Skip to main content

Module queue

Module queue 

Source
Expand description

Bounded admission gate.

Per docs/protocol-v1.md §“Admission semantics”: at most active_permits + queue_depth outstanding requests across the whole daemon at any time. The (active_permits + 1)th request is still admitted (it just queues behind the active one); the (active_permits + queue_depth + 1)th is rejected immediately with Response::Error{code: queue_full}.
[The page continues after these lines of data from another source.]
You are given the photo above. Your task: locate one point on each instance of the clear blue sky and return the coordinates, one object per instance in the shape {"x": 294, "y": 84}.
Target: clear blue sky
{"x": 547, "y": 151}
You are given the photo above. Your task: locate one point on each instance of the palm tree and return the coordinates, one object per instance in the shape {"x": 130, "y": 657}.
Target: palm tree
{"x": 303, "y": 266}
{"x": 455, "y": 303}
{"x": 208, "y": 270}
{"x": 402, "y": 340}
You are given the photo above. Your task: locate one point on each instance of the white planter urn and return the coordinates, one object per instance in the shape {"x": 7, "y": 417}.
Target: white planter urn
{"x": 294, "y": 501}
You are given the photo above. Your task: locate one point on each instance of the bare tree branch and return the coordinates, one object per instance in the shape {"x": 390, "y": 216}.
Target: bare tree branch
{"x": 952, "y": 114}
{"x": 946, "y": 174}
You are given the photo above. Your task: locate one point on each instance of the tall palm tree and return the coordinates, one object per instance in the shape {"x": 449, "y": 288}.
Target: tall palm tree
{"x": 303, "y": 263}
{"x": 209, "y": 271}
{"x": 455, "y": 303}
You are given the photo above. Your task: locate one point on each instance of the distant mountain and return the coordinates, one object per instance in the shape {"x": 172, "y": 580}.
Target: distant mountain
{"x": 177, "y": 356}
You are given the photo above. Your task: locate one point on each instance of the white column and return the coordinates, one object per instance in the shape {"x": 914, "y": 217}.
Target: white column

Implementation: a single tokio::sync::Semaphore whose total permit count is active_permits + queue_depth. Per-request flow:

  1. try_acquire_owned — non-blocking. If no permit available, return QueueFull. The wire layer translates that into a terminal Response::Error frame.
  2. Hold the permit for the duration of the generation (the OwnedSemaphorePermit guard goes onto the request future’s stack).
  3. Drop on completion / cancellation. Permit returns to the pool, freeing slot for the next admit.

For v0.1 the daemon’s only backend (llamacpp) is single- threaded internally — concurrent generates serialise on its inner mutex. Setting active_permits=1 matches that reality without bottlenecking the wire layer (which is happy to read and queue many requests). v0.2’s continuous-batching backends will raise active_permits above 1.

Structs§

Admission
Shared admission gate handed to every per-connection task via lifecycle::AcceptContext. Cheap to clone (just an Arc bump).

Enums§

SubmitError
Errors returned by Admission::try_admit.